Une figure de proue
« On ne peut pas se libérer contre les autres. » C’est du moins ce que dit Camus au sujet de Caligula, empereur romain reconnu autant pour son extravagance que son sadisme, sur lequel l’auteur a rédigé une pièce éponyme. Comme tant d’autres empereurs et figures autocratiques de l’histoire, ce fameux dictateur ploiera sous les coups de couteau de ses pairs.
Contrairement à ce que nos voisins semblent vouloir nous prouver, un leader ne peut s’émanciper qu’en tandem avec le groupe qu’il est chargé de représenter.
Au cours de ma récente épopée dans les Prairies, plusieurs acteurs communautaires m’ont fait part de leur inquiétude grandissante en ce qui concerne la relève du leadership au sein de la communauté fransaskoise.
Je ne peux m’empêcher d’imaginer un pêcheur fatigué, négligeant de raccommoder son filet : bientôt, les mailles s’élargissent, la prise s’exfiltre.
La jeunesse ne se sent plus tant interpellée par la cause fransaskoise, contrairement à autrefois, à la fin du 20e siècle par exemple, où les luttes pour la francophonie enflammaient une relève vigoureuse et pimpante. La pandémie n’a fait qu’accroître le désengagement.

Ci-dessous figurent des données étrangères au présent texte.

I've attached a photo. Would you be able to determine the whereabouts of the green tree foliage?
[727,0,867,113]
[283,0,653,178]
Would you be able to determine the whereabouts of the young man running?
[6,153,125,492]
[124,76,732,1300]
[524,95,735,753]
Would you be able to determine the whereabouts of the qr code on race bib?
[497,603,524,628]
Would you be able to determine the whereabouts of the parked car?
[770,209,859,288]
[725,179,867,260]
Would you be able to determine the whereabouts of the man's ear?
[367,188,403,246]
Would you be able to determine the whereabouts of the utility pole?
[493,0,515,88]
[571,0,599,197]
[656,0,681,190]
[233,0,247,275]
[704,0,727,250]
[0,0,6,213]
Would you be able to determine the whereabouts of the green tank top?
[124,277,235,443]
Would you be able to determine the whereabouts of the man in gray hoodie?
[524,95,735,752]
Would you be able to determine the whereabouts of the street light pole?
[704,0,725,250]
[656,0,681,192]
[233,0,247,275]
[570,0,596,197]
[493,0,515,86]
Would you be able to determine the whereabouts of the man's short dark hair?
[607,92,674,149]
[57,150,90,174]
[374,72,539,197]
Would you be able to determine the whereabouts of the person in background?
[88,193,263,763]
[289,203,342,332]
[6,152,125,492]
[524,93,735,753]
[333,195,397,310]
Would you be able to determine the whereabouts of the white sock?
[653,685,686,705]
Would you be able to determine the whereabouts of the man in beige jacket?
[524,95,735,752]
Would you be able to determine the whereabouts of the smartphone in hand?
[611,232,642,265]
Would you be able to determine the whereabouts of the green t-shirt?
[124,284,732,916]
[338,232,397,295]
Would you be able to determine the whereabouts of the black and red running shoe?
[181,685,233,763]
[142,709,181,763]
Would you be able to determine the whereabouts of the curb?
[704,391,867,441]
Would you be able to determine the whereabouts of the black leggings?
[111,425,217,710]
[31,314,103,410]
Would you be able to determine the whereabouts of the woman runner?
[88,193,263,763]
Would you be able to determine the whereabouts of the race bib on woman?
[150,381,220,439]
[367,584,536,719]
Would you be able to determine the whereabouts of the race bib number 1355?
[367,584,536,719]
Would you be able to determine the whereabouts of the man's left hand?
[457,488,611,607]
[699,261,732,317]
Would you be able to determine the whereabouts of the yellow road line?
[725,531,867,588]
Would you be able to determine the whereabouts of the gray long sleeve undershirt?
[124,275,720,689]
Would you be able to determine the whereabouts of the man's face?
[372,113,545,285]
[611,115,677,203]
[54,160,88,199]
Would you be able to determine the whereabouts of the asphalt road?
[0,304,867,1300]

Qu’est-ce que le leadership ?
Selon plusieurs sources, il s’agit de la capacité d’une personne à guider et mobiliser un groupe vers un objectif commun.
C’est une compétence qui se développe par l’expérience et qui implique la responsabilité des résultats collectifs.

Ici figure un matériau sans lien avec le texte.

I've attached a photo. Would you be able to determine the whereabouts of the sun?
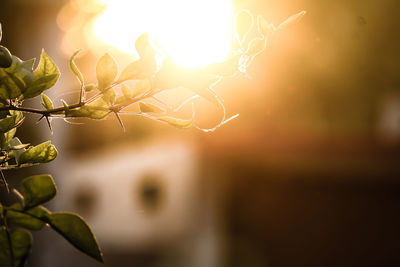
[92,0,232,67]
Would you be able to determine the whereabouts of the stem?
[0,102,86,116]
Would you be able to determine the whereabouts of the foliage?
[0,11,305,267]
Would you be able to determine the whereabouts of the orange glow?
[92,0,232,67]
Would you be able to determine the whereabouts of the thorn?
[114,112,126,132]
[0,170,10,193]
[36,115,46,124]
[46,116,53,135]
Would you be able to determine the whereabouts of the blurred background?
[0,0,400,267]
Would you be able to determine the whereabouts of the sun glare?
[92,0,232,67]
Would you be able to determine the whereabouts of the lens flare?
[92,0,232,67]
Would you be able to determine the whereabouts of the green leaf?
[47,212,103,262]
[33,49,60,78]
[24,50,60,99]
[96,53,118,91]
[0,226,14,267]
[139,102,165,113]
[0,45,12,68]
[19,141,57,164]
[0,56,34,100]
[68,98,110,120]
[0,116,17,133]
[6,203,49,231]
[8,137,26,163]
[102,88,116,105]
[0,128,17,149]
[21,175,57,209]
[11,229,32,267]
[42,94,54,110]
[158,116,194,129]
[0,226,32,267]
[69,50,84,84]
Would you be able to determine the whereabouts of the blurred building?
[0,0,400,267]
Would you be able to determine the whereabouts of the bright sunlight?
[92,0,232,67]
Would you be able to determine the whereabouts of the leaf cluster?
[0,11,305,267]
[0,175,103,267]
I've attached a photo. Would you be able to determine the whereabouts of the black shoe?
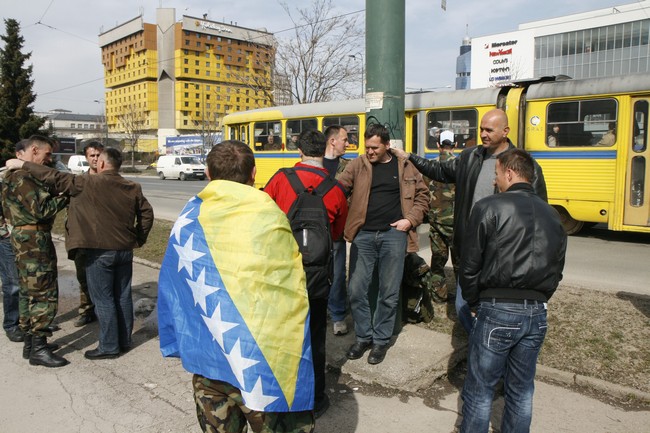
[29,336,68,367]
[368,344,388,364]
[73,313,96,328]
[5,327,25,343]
[84,348,120,360]
[43,323,61,332]
[314,394,330,419]
[23,334,59,359]
[345,341,372,359]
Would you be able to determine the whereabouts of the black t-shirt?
[323,158,339,177]
[361,157,402,230]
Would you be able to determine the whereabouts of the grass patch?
[422,287,650,392]
[53,212,650,392]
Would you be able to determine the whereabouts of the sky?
[0,0,633,114]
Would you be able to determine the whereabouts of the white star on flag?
[169,209,194,244]
[224,338,259,389]
[201,304,239,350]
[241,376,279,411]
[185,268,221,314]
[174,233,205,278]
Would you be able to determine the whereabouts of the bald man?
[393,109,548,333]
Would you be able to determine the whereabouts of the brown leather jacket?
[23,162,154,253]
[338,150,429,252]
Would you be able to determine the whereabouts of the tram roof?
[224,88,500,123]
[526,74,650,101]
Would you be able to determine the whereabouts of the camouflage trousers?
[74,248,95,316]
[192,374,314,433]
[11,227,59,337]
[425,224,458,298]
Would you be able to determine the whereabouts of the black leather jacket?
[460,183,567,308]
[409,139,548,255]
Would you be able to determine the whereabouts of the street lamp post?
[93,99,108,146]
[348,53,366,98]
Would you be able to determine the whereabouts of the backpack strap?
[280,167,339,197]
[280,168,307,195]
[314,176,339,197]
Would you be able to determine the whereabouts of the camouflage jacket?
[2,170,68,227]
[428,150,456,227]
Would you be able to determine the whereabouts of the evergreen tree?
[0,19,45,166]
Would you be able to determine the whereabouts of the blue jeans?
[348,228,407,344]
[455,281,474,334]
[327,241,348,322]
[0,238,20,331]
[86,249,133,353]
[461,301,548,433]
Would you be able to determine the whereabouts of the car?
[156,155,205,180]
[68,155,90,174]
[54,160,70,173]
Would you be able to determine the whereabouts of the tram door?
[623,98,650,226]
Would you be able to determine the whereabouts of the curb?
[536,364,650,402]
[52,234,650,402]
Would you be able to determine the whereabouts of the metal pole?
[365,0,405,335]
[366,0,405,147]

Ainsi, en amont du privilège, le leadership est un engagement. Un leader ne doit pas se contenter d’être une voix qui se raccorde à un discours solidaire, il doit être un effecteur et un participant, comme le dirait Deleuze.
Il s’agit d’un individu situé à l’intersection de la pratique et de la théorie, un engagé inextricablement joint à son tissu social.
Le leader, ce n’est pas un rapace dans une tour de verre : il ou elle fend la vague pour permettre au bateau d’avancer.
Il faut subvertir les stéréotypes que nous entretenons à l’égard de ce rôle cardinal. Bien sûr, quand on cherche à mobiliser une communauté, le charisme et l’esprit critique sont d’une utilité non négligeable.
Mais, avant tout, un leader doit faire preuve de vulnérabilité. L’époque des surhumains est révolue.
En s’ouvrant à ses pairs, on déconstruit le mythe supposant la perfection et la pureté comme qualités nécessaires à nos figures de proue. De toute manière, le temps finit toujours par démentir ces illusions.
Un leader serait donc commun, dans les deux sens du terme : situé au cœur du peuple et présent en chacun de nous.
Par chance, il existe déjà en Fransaskoisie plusieurs organismes communautaires prêts à former les leaders de demain.
En offrant un lieu de rencontre pour la jeunesse fransaskoise constellée aux quatre coins de la province, l’AJF, le CCF, le CÉF, les éditeurs et institutions francophones de la province, les associations communautaires fransaskoises de chaque ville ou village, tous catalysent cette chimie rare qui perméabilise les frontières et déploie l’individu hors de lui-même.
Jacques Brel a dit : « Le talent n’existe pas. » Il n’y a que le travail. Il en va ainsi pour le leadership. Nous avons tous en nous la capacité de faire fleurir notre culture et notre communauté.